Northeastern Section - 50th Annual Meeting (23–25 March 2015)

Paper No. 7
Presentation Time: 10:20 AM

USING PRIMARY LITERATURE AND THE CREATE MODEL TO ENHANCE UNDERGRADUATE LEARNING IN MINERALOGY, A GATEWAY COURSE TO THE MAJOR


NORD, Julia A., Atmospheric, Oceanic and Earth Science, George Mason University, 4400 University Drive, MSN 5F2, Fairfax, VA 22030, jnord@gmu.edu

At Mason, students in Mineralogy are in their first upper-level course in their major. They do not have the knowledge base or lexicon to understand peer-reviewed journal articles.

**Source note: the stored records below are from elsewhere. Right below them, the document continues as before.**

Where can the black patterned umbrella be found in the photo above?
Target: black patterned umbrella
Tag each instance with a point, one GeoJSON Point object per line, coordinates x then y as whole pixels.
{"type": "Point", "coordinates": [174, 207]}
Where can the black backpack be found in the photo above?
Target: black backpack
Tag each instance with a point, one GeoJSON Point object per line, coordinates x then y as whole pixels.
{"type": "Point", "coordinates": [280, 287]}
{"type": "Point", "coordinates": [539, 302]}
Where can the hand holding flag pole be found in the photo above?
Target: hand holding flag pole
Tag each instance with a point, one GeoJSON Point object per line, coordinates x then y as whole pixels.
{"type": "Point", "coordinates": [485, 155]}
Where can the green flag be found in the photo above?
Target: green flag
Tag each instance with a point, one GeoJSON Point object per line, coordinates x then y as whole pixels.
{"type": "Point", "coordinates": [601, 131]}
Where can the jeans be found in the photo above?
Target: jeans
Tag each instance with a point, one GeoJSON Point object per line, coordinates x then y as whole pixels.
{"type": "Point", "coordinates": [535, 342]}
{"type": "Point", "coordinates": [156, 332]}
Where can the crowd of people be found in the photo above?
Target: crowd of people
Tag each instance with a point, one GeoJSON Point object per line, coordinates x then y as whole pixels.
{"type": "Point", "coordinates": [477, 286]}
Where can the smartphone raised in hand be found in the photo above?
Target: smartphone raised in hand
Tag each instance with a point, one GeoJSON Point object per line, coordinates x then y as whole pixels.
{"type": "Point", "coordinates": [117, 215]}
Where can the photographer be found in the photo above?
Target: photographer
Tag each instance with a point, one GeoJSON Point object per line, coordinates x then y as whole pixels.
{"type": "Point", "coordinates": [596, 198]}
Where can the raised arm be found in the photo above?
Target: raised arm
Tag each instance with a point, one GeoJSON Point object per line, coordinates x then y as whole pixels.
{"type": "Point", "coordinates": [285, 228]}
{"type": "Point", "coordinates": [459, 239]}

Using ideas and skills from the C.R.E.A.T.E. (Consider, Read, Elucidate the hypotheses, Analyze and interpret the data, and Think of the next Experiment) model and workshop of Hoskins and Kenyon, I enable the class to deconstruct and then rebuild the MSA paper on Mineral Evolution (Hazen et al., 2008). At the end of the semester, Hazen attends a class session and discusses not only the topic with the students, but also his ideas on science, why he does science, how he became interested in these topics, and the creativity of scientific thinking. It is a fun, lively, interactive session.

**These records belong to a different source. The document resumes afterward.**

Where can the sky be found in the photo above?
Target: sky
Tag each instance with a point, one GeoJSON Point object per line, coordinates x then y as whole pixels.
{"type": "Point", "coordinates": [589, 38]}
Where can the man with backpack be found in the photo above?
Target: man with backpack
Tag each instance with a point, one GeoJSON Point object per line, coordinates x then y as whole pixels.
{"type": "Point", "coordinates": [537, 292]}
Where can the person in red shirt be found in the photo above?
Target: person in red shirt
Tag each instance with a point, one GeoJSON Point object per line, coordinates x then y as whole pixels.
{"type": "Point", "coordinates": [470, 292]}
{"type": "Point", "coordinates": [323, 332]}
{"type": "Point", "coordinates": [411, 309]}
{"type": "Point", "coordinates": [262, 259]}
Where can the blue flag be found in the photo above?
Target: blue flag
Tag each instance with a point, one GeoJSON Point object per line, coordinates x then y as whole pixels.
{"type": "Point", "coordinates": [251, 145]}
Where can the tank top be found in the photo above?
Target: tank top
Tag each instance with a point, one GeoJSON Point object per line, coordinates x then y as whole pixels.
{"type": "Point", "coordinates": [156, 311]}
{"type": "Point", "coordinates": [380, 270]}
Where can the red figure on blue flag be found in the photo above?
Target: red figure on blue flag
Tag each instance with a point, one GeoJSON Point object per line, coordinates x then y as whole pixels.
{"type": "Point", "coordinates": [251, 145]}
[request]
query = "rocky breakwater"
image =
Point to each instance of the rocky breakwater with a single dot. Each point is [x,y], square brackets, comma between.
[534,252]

Students do not read or even see the complete paper until the end of the semester. I give them small parts to consider at a time. Project 1 is to map the increasing numbers of minerals over time, relating it to other historical geology events. Students create excel sheets, and hand-drawn charts, graphs, and spirals, all showing the data, all different and all correct. We discuss, analyze and define the different meteorites, and they create “cartoons” of the creation of the Earth using the minerals available at that time. The final project (with the whole paper) is a short discussion of their favorite topic and questions for Dr. Hazen.

Understanding of the concepts is greatly enhanced from my previous method of giving the students the paper to read, and then asking Hazen to present. Skills attained are transferable to other courses where students have to read and understand peer-reviewed literature.